C'est un thème de photographies qui résonne particulièrement cette année : l'épidémie de coronavirus. Cette année, le photographe franco-américain Peter Turnley signe une série intitulée "Le visage humain du Covid-19 à New-York". C'est la deuxième fois qu'il expose à Visa pour l'Image : il avait été invité pour la première édition du Festival avec une série de photos sur la place Tian'anmen à Pékin en Chine.

Le photographe franco-américain Peter Turnley pose devant sa série de photos prise pendant le confinement "Le visage humain du Covid-19 à New-York".
Le photographe franco-américain Peter Turnley pose devant sa série de photos prise pendant le confinement "Le visage humain du Covid-19 à New-York". © Radio France - Maïwenn Bordron

"J'étais de passage à New-York quand je me suis retrouvé bloqué. Et donc, cette première journée de confinement, j'ai fait ce qui m'était le plus naturel au monde, sortir avec mon appareil photo", raconte le photographe franco-américain dont les photos sont exposées au Couvent des Minimes. "J'ai été renversé par le fait que la ville était vide. Je me suis rendu compte à tel point on était face à quelque chose qu'on ne comprenait pas, qui était nouveau et qui allait vraiment changer quelque part l'existence de tout le monde", se remémore Peter Turnley.

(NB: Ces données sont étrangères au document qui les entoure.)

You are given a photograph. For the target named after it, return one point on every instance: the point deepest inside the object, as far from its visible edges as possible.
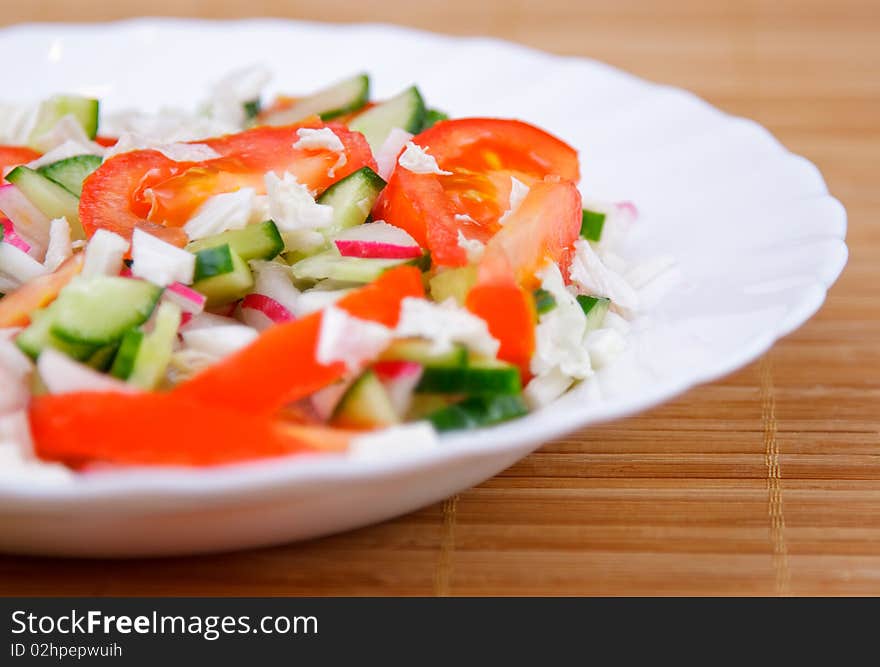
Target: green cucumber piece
(330, 264)
(98, 311)
(432, 117)
(480, 377)
(38, 336)
(405, 110)
(478, 411)
(592, 223)
(453, 283)
(84, 109)
(595, 308)
(423, 352)
(212, 262)
(54, 200)
(227, 286)
(544, 301)
(143, 358)
(352, 199)
(260, 241)
(340, 98)
(123, 364)
(71, 172)
(365, 405)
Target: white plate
(757, 238)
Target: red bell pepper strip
(151, 429)
(281, 366)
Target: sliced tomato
(280, 366)
(483, 155)
(153, 429)
(145, 189)
(14, 156)
(17, 307)
(543, 228)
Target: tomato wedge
(543, 228)
(280, 366)
(152, 429)
(482, 154)
(147, 190)
(17, 307)
(14, 156)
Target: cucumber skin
(68, 322)
(592, 224)
(212, 262)
(420, 352)
(71, 172)
(123, 364)
(365, 405)
(345, 197)
(259, 241)
(478, 411)
(470, 380)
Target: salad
(322, 273)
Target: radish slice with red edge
(189, 300)
(377, 240)
(261, 312)
(11, 237)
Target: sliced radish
(189, 300)
(386, 156)
(10, 236)
(399, 379)
(62, 375)
(30, 223)
(377, 240)
(261, 312)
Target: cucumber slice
(123, 364)
(478, 411)
(84, 109)
(55, 201)
(352, 199)
(71, 172)
(432, 117)
(422, 352)
(365, 405)
(143, 358)
(481, 377)
(330, 264)
(544, 301)
(340, 98)
(453, 283)
(405, 110)
(595, 308)
(592, 223)
(227, 286)
(38, 336)
(261, 241)
(99, 310)
(102, 358)
(212, 262)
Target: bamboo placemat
(767, 482)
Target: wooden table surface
(767, 482)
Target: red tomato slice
(145, 189)
(14, 156)
(482, 154)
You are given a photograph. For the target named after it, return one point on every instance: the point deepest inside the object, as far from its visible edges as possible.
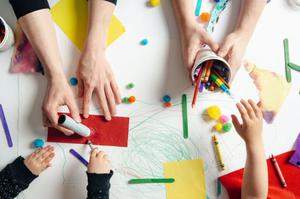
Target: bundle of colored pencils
(210, 76)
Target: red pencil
(197, 85)
(278, 171)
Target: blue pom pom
(38, 143)
(144, 42)
(167, 98)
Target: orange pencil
(221, 78)
(197, 87)
(208, 70)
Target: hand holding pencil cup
(210, 72)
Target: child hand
(192, 40)
(39, 160)
(251, 129)
(233, 49)
(99, 163)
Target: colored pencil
(151, 180)
(5, 127)
(184, 116)
(221, 78)
(88, 142)
(208, 71)
(198, 7)
(218, 151)
(278, 171)
(197, 87)
(79, 157)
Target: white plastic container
(9, 38)
(206, 54)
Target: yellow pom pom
(214, 112)
(205, 17)
(154, 3)
(218, 127)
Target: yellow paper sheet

"Je me suis rendu compte ce jour-là, que là j'étais, peut-être pour la première fois de ma vie, en face d'une histoire d'actualité qui n'était pas du tout locale, régionale mais mondiale."  Peter Turnley, photographe franco-américain qui expose au Couvent des Minimes

Ses photos attirent beaucoup de curieux dans les allées du Couvent des Mimines. Beaucoup avaient peu que la 32e édition soit annulée. "Quand j'ai vu que ça avait lieu, qu'il y avait juste trois lieux d'exposition, je me suis dit on tente le coup et je suis ravie", raconte Mireille, une passionnée de photos originaire de Toulouse qui vient au Festival depuis 20 ans. Parmi les photos qui l'ont marquée, celle de la gare centrale de New-York, qui "grouille de monde" habituellement et qui est vide sous l'objectif de Peter Turnley.

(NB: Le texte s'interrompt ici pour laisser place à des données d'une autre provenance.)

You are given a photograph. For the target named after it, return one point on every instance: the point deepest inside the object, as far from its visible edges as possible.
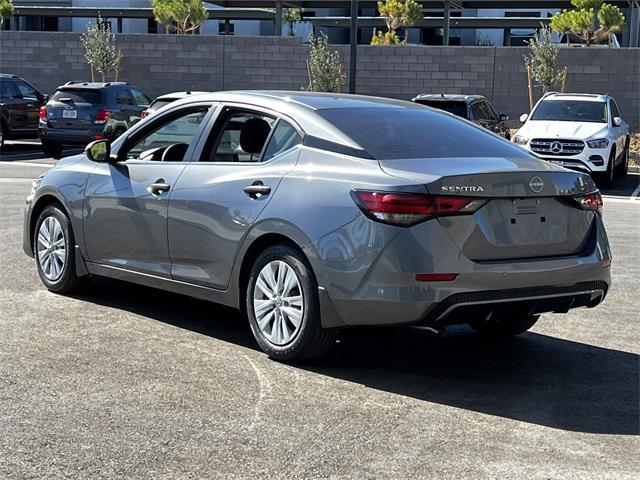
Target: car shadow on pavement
(532, 378)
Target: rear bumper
(71, 136)
(369, 273)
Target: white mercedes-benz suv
(578, 131)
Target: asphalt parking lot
(129, 382)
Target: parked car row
(582, 132)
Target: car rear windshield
(400, 133)
(457, 108)
(79, 96)
(571, 111)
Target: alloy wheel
(51, 248)
(278, 304)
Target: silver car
(314, 212)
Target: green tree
(324, 67)
(290, 16)
(398, 14)
(180, 16)
(100, 49)
(6, 10)
(592, 20)
(542, 60)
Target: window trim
(121, 148)
(239, 106)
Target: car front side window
(171, 138)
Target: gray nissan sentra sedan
(312, 212)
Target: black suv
(19, 105)
(81, 112)
(475, 108)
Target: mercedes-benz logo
(536, 184)
(556, 147)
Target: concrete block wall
(164, 63)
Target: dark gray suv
(81, 112)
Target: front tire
(54, 251)
(283, 308)
(505, 327)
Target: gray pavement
(129, 382)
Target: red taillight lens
(102, 116)
(407, 209)
(591, 201)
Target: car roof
(76, 84)
(588, 97)
(448, 97)
(303, 107)
(179, 95)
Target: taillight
(102, 116)
(592, 201)
(407, 209)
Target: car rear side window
(84, 96)
(400, 133)
(8, 90)
(284, 138)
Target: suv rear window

"Je n'avais qu'une trouille que ça n'ait pas lieu cette année." Mireille, une Toulousaine qui vient au Festival depuis 20 ans

Paulette, une Perpignanaise de 68 ans, est absorbée par le portrait de cette New-Yorkaise, signé Peter Turnley.
Paulette, une Perpignanaise de 68 ans, est absorbée par le portrait de cette New-Yorkaise, signé Peter Turnley. © Radio France - Maïwenn Bordron

Paulette, une Perpignanaise de 68 ans, regarde attentivement le portrait d'une New-Yorkaise au regard perçant. "Cette dame, elle montre la peur sûrement de vivre ces moments-là mais beaucoup de détermination et de courage pour aller de l'avant", décrit-elle, un peu émue.